You may obtain a copy of the License at
http://www.apache.org/licenses/LICENSE-2.0
Unless required by applicable law or agreed to in writing, software
distributed under the License is distributed on an "AS IS" BASIS,
WITHOUT WARRANTIES OR CONDITIONS OF ANY KIND, either express or implied.
See the License for the specific language governing permissions and
limitations under the License.
==============================================================================*/
#ifndef TENSORFLOW_LITE_MICRO_KERNELS_TESTDATA_LSTM_TEST_DATA_H_
#define TENSORFLOW_LITE_MICRO_KERNELS_TESTDATA_LSTM_TEST_DATA_H_
#include <string>
#include "tensorflow/lite/c/common.h"
#include "tensorflow/lite/kernels/internal/portable_tensor_utils.h"
#include "tensorflow/lite/micro/kernels/lstm_shared.h"
#include "tensorflow/lite/micro/test_helpers.h"
namespace tflite {
namespace testing {
// Data structure to store all the data used to check output of internal gates
// of one time step
// input_size = batch_size*input_dimension (size of the input array)
// gate_output_size = batch_size*state_dimension (size of the gate output)
template <int input_size, int gate_output_size>
struct GateOutputCheckData {
float input_data[input_size];
float hidden_state[gate_output_size];
float cell_state[gate_output_size];
float expected_forget_gate_output[gate_output_size];
float expected_input_gate_output[gate_output_size];
float expected_output_gate_output[gate_output_size];
float expected_cell_gate_output[gate_output_size];
float expected_updated_cell[gate_output_size];
float expected_updated_hidden[gate_output_size];
};
// Data structure to store all the data used to check the output of the kernel
// of multiple batch, multiple timesteps
// input_size = batch_size*time_steps*input_dimension (size of the input array)

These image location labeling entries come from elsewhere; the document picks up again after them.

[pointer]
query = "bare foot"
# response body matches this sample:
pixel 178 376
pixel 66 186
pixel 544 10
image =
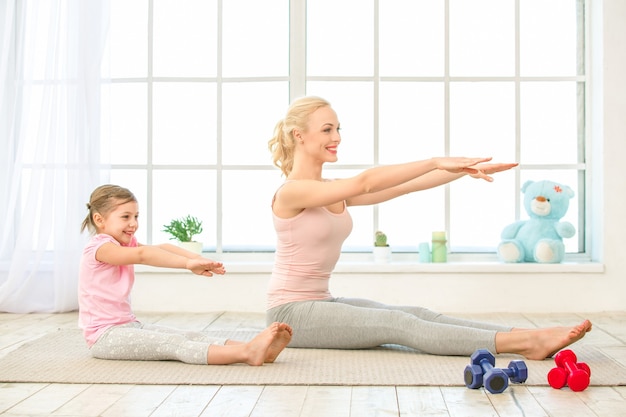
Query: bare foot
pixel 256 350
pixel 544 343
pixel 280 342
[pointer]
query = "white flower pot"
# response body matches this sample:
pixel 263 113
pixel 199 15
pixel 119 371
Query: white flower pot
pixel 382 254
pixel 195 247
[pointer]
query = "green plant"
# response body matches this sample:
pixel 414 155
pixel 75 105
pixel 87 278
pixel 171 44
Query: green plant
pixel 184 229
pixel 380 239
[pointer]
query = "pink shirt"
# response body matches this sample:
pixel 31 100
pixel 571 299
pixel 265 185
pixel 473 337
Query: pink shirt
pixel 307 250
pixel 103 291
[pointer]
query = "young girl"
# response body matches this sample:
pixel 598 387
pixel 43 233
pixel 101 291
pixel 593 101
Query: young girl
pixel 110 328
pixel 312 221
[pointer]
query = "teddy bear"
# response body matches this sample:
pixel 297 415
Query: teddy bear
pixel 539 239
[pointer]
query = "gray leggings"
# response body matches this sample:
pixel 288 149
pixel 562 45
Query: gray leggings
pixel 351 323
pixel 149 342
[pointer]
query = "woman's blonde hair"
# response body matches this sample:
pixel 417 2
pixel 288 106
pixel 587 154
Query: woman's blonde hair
pixel 104 200
pixel 283 143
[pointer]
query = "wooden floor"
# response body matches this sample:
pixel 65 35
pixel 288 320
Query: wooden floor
pixel 280 401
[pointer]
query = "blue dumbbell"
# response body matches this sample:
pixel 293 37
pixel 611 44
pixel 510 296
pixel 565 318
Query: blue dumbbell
pixel 482 371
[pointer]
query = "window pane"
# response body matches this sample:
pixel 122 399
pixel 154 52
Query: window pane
pixel 354 104
pixel 185 38
pixel 479 210
pixel 411 219
pixel 548 37
pixel 255 38
pixel 128 40
pixel 549 115
pixel 415 26
pixel 340 37
pixel 178 193
pixel 184 123
pixel 482 120
pixel 250 112
pixel 411 121
pixel 247 214
pixel 127 123
pixel 482 37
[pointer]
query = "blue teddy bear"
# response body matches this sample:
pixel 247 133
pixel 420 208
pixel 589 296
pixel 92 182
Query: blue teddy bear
pixel 539 239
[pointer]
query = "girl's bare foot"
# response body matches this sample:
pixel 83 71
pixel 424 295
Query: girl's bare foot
pixel 280 342
pixel 544 343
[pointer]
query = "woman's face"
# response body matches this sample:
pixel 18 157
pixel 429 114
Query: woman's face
pixel 322 137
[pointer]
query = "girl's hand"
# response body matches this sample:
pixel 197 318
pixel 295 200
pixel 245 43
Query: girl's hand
pixel 483 171
pixel 206 267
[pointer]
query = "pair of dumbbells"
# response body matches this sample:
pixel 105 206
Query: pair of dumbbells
pixel 569 372
pixel 482 372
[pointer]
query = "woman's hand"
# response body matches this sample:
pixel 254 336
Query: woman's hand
pixel 458 165
pixel 474 167
pixel 483 171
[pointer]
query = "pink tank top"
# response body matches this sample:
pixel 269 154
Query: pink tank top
pixel 307 250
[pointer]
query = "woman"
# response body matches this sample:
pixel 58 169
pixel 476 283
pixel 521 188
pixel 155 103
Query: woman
pixel 312 221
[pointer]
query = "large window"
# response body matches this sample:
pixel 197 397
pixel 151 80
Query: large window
pixel 198 85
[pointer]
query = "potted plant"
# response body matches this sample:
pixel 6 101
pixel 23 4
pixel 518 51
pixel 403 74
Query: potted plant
pixel 183 230
pixel 382 251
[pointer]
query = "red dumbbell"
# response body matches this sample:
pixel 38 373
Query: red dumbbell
pixel 569 372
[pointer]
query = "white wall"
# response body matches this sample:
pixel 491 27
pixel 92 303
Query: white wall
pixel 482 288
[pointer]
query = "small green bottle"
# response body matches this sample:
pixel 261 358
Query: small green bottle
pixel 439 248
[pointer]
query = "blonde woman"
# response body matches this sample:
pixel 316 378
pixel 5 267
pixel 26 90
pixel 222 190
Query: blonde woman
pixel 311 219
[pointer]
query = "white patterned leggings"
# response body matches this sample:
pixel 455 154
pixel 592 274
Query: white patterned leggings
pixel 150 342
pixel 352 323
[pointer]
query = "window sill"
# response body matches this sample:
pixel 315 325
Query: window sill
pixel 262 263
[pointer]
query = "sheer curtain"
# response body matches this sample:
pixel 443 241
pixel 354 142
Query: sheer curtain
pixel 50 84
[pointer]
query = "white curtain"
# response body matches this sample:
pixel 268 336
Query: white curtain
pixel 50 84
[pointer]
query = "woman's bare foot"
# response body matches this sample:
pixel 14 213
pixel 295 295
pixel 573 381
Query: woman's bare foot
pixel 539 344
pixel 257 349
pixel 280 342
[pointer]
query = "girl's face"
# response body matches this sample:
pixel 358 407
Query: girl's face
pixel 121 223
pixel 322 136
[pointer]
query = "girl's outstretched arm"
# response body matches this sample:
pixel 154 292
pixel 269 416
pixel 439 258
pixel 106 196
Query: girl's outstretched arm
pixel 156 256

// gate_output_size = batch_size*state_dimension (size of the gate output)
// output_size = time_steps*gate_output_size (size of the output from the
// kernel)
template <int input_size, int gate_output_size, int output_size>
struct LstmEvalCheckData {
float input_data[input_size];
float hidden_state[gate_output_size];
float expected_output[output_size];
float expected_hidden_state[gate_output_size];
float expected_cell_state[gate_output_size];
};
// Struct that holds the weight/bias information for a standard gate (i.e. no
// modification such as layer normalization, peephole, etc.)

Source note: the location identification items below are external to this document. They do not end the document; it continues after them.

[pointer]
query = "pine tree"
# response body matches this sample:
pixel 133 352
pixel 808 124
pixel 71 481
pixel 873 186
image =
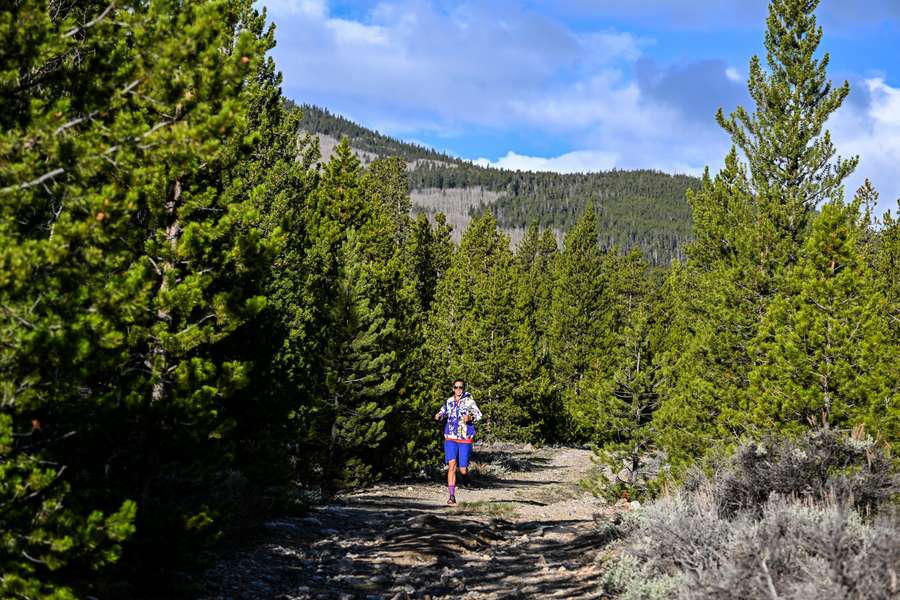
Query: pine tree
pixel 823 352
pixel 472 327
pixel 789 155
pixel 131 246
pixel 749 227
pixel 581 332
pixel 358 372
pixel 387 178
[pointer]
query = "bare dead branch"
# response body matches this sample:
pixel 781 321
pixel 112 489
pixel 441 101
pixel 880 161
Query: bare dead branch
pixel 91 23
pixel 33 182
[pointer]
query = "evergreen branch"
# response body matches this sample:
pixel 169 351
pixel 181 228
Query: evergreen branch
pixel 33 182
pixel 91 23
pixel 32 559
pixel 74 122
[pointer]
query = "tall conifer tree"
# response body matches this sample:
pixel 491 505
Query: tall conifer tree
pixel 823 353
pixel 750 225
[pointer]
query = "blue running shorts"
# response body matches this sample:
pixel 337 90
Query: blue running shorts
pixel 458 451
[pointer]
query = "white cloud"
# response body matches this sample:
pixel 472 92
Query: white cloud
pixel 316 9
pixel 410 66
pixel 352 33
pixel 872 131
pixel 581 161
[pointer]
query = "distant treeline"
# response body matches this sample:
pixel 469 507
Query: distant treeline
pixel 635 209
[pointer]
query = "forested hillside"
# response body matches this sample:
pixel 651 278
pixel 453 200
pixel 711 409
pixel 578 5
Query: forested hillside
pixel 635 209
pixel 205 324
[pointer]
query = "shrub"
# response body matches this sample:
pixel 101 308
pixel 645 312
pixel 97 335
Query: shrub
pixel 805 519
pixel 817 466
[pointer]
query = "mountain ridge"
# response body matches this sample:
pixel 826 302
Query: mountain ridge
pixel 641 208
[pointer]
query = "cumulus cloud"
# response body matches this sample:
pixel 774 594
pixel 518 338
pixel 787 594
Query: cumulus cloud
pixel 411 68
pixel 582 161
pixel 872 131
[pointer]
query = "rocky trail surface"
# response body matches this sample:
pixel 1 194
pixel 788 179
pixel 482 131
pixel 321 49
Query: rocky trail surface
pixel 524 528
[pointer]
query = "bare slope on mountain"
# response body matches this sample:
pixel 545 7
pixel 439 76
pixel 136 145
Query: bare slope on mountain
pixel 643 208
pixel 525 529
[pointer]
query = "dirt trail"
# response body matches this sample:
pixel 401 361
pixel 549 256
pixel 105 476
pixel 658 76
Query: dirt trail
pixel 523 529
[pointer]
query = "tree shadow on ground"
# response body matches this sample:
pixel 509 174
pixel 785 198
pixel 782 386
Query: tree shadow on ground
pixel 397 547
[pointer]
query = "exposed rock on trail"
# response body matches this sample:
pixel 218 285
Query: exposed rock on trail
pixel 524 528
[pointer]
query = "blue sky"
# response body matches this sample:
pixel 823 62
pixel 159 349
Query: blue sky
pixel 580 85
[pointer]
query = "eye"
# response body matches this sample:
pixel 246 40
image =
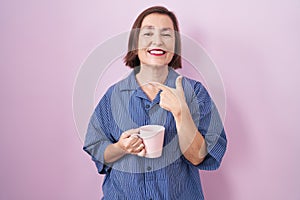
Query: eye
pixel 166 35
pixel 147 34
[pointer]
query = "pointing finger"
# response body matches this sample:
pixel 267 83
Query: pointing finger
pixel 179 83
pixel 159 86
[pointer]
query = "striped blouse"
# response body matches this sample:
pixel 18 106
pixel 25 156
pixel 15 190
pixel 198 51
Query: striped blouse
pixel 125 106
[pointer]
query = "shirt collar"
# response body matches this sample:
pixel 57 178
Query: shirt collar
pixel 130 82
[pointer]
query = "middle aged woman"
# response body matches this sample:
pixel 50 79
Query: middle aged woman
pixel 155 94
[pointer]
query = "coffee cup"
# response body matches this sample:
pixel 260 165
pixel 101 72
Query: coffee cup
pixel 153 138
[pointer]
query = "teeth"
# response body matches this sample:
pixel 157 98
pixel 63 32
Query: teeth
pixel 156 52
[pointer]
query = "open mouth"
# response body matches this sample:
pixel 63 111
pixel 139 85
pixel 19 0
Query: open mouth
pixel 156 52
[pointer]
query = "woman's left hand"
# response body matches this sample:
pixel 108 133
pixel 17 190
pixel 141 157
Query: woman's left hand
pixel 172 99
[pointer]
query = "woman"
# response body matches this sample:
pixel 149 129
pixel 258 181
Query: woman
pixel 155 94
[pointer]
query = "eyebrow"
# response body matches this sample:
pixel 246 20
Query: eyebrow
pixel 152 28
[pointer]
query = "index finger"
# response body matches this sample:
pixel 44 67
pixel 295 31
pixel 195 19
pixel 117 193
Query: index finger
pixel 159 85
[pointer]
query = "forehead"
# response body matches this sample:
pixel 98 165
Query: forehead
pixel 157 20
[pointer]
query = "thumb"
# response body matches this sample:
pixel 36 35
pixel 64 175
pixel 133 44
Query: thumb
pixel 179 83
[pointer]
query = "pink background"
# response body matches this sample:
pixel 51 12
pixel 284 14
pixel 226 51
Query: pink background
pixel 255 45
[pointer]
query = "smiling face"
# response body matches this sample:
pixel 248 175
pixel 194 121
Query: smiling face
pixel 156 42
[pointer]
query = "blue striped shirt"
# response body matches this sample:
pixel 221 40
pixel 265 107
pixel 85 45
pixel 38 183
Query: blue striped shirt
pixel 125 106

// Every gate is defined by the type and size of the weights (bias included)
// inside.
// Specifically, types are weight type and bias type (normally the same
// type of MatMul accumulator).
// activation_weight has shape (hidden state dimension * input tensor dimension)
// recurrent_weight has shape (hidden state dimension * hidden state dimension)
// bias has shape (hidden state dimension, 1)
template <typename WeightType, typename BiasType, int input_dimension,
int state_dimension>
struct GateData {
WeightType activation_weight[state_dimension * input_dimension];
WeightType recurrent_weight[state_dimension * state_dimension];
BiasType fused_bias[state_dimension];
// Quantized model folded the zero point of activations into biases:
// bias + zero_point * weight.
// Note: folded bias is only required for the legacy 8x8->16 pass. Therefore
// the data type is fixed here to avoid compilation errors (the computation of
// folding does not support other types)
int32_t activation_zp_folded_bias[state_dimension];
int32_t recurrent_zp_folded_bias[state_dimension];
};
// A struct that holds quantization parameters for a LSTM Tensor
struct TensorQuantizationParameters {
double scale;
int zero_point;
bool symmetry;
};
// A struct that holds quantization parameters for an internal gate, which is
// defined by activation/recurrent weight and bias (assuming no internal layer
// normalization)
struct GateQuantizationParameters {
TensorQuantizationParameters activation_weight;
TensorQuantizationParameters recurrent_weight;
TensorQuantizationParameters bias;
};
// A struct that holds the quantization settings for the LSTM node. Data
// members can be grouped into five parts.
// 1. Data types (activation,weight, cell, bias)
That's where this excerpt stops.